Innate immune cells and enteric neuronal modulation of T cell differentiation. (a) Microbial signals stimulate enteric neurons to secrete ACh, leading to the production of retinoic acid by myeloid cells. Retinoic acid in turn promotes pTreg differentiation via RAR signaling. (b) Clostridium ramosum reduces NOS⁺ IL-6-secreting neurons, promoting pTreg differentiation. (c) The T cell microbial recognition sequence involves preprocessing of microbial signals by APCs and/or IECs, ILCs, or the ENS prior to the recognition and differentiation stages.
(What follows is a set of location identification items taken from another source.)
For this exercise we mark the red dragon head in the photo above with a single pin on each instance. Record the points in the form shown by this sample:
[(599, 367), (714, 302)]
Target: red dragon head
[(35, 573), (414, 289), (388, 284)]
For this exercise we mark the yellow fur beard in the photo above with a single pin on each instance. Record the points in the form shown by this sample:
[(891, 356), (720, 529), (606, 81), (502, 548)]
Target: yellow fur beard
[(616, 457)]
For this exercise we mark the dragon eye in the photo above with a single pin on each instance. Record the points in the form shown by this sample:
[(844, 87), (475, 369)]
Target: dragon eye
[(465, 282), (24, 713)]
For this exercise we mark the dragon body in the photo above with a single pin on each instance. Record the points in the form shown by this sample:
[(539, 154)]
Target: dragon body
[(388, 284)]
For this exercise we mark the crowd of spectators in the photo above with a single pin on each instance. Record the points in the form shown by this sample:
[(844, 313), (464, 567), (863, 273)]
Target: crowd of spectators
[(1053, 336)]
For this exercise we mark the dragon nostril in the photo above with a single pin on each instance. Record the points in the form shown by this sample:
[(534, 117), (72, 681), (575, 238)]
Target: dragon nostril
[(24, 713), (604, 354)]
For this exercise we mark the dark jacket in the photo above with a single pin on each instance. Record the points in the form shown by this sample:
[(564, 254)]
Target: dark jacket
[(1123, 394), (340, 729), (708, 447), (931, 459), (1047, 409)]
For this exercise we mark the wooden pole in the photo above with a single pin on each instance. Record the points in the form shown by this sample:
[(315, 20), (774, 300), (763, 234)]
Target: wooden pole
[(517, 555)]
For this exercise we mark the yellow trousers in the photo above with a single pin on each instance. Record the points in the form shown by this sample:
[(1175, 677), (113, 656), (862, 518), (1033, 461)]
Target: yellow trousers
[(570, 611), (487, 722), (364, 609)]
Abbreviations: ACh, acetylcholine; APC, antigen-presenting cell; DC, dendritic cell; ENS, enteric nervous system; IEC, intestinal epithelial cell; IL, interleukin; ILC, innate lymphoid cell; mAChR, muscarinic acetylcholine receptor; MHC, major histocompatibility complex; Mφ, macrophage; NOS, nitric oxide synthase; pTreg, peripherally induced T regulatory cell; RAR, retinoic acid receptor.

Figure 4

Microbiota-derived metabolites modulate T cell differentiation. (a) SCFAs derived from Clostridium ramosum and Clostridia clusters IV and XIVa signal through GPR43 and GPR109a and inhibit HDAC in T cells, thus promoting pTreg differentiation. (b) Bai operon–carrying bacteria such as Clostridium scindens and Clostridium hylemonae produce DCA, 3-oxoΔ4-LCA, and LCA. DCA is subsequently converted to isoDCA by 3αHSDH- and 3βHSDH-carrying bacteria such as Eggerthella lenta and Ruminococcus gnavus. IsoDCA signals through the T cellular receptors VDR and FXR, triggering activation of CNS1/CNS3 regions of the Foxp3 gene, a process that ultimately leads to pTreg differentiation. 3-OxoΔ4-LCA is converted to isoalloLCA by the 5AR- and 3βHSDH-carrying bacteria Odoribacteraceae and Parabacteroides merdae. IsoalloLCA triggers mitochondrial ROS production and VDR, FXR, and NR4A1 signaling in T cells, promoting their differentiation into pTregs via CNS1/CNS3 activation. LCA is converted into 3-oxoLCA by 3αHSDH-carrying E. lenta. 3-OxoLCA then suppresses RORγt, inhibiting the Th17 route of differentiation. (c) Microbial signals promote the migration of CD45⁺CD103⁺ DCs to gLNs as well as the production of retinoic acid by DCs utilizing the ALDH1a2 enzyme. Retinoic acid receptor signaling on T cells leads to activation of Foxp3 CNS1 and expression of integrins α₄β₇ and CCR9, ultimately leading to pTreg differentiation. (d) Lactobacillus reuteri converts dietary tryptophan into indole-3-lactic acid, stimulating AhR signaling and resulting in CD8αα⁺CD4⁺ IEL differentiation. Abbreviations: AhR, aryl hydrocarbon receptor; CNS1/3, conserved noncoding sequence 1/3; DC, dendritic cell; DCA, deoxycholic acid; FXR, farnesoid X receptor; gLN, lymph node; HDAC, histone deacetylase; HSDH, hydroxysteroid dehydrogenase; IEL, intraepithelial lymphocyte; LCA, lithocholic acid; NR4A1, nuclear receptor subfamily 4 group A member 1; pTreg, peripherally induced T regulatory cell; RAR, retinoic acid receptor; ROS, reactive oxygen species; SCFA, short-chain fatty acid; Th17, T helper 17; 5AR, 5α-reductase.